— Брось! Выстрелишь мне в спину при первом же удобном случае, — убежденно сказал Ласкин.
— На веревке мне болтаться, если такое сделаю! — обиделся Пшенек, налил себе виски в стакан и залпом выпил.
— У нас тут по-домашнему, — пояснил Лёва. — Я им сказал, чтобы не церемонились. Сами себя обслуживали.
Ласкин налил Юре, себе, и они чокнувшись хрустальными стаканами выпили их содержимое. Лёва слегка успокоился, умылся в фонтане и стал говорить, обращаясь исключительно к другу детства и юности.
— Знаешь, самые красивые девушки живут в Москве и Харькове.
— И в Варшаве, — вставил Пшенек.
— Не знаю, почему, но это действительно так, — продолжал Ласкин. — В восемьдесят четвёртом ты в своё военное училище поступал и поступил. А я, после тяжелейшего первого курса поехал с товарищами по институту в Крым. Был июль месяц, ехали на симферопольском поезде.

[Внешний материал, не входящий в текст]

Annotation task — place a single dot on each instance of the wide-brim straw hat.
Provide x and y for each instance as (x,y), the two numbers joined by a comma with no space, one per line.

Всю дорогу пили, смеялись, в карты играли. А когда до пункта прибытия оставалось два или три часа, остановились на какой-то станции безымянной и проводник пустил в вагон двух красивых девушек, не имевших ни денег, ни билетов. Это были студентки из Харькова, добиравшиеся до моря самым что ни на есть озорным путём. За всё расплачивались собственным телом. Но тогда я об этом не знал. По наивности я решил, что проводник — добрый малый, — помогает студенткам бескорыстно. Всем же хочется к морю. А тут всего одна станция, два часа езды. Опишу-ка я его. Уж очень колоритный тип. Лет за пятьдесят, с приличным животиком. Поясной ремень застегивал высоко, почти на самой груди, на манер Хрущёва Никиты Сергеевича. Был у нас, Пшенек, такой генеральный секретарь коммунистической партии. На темечке у проводника плешь, над ушами — смешные мочалочки, остатки кудрей. Улыбчивый, добродушный. Глаза бесцветные, водянистые. Под глазами мешочки. К чему так подробно описываю? Ты про любовь, Пшенек, с первого взгляда, слышал? Так вот. Не полюбишь такого с первого взгляда.
— А зачем ты хотел полюбить его с первого взгляда? — поинтересовался захмелевший Пшенек.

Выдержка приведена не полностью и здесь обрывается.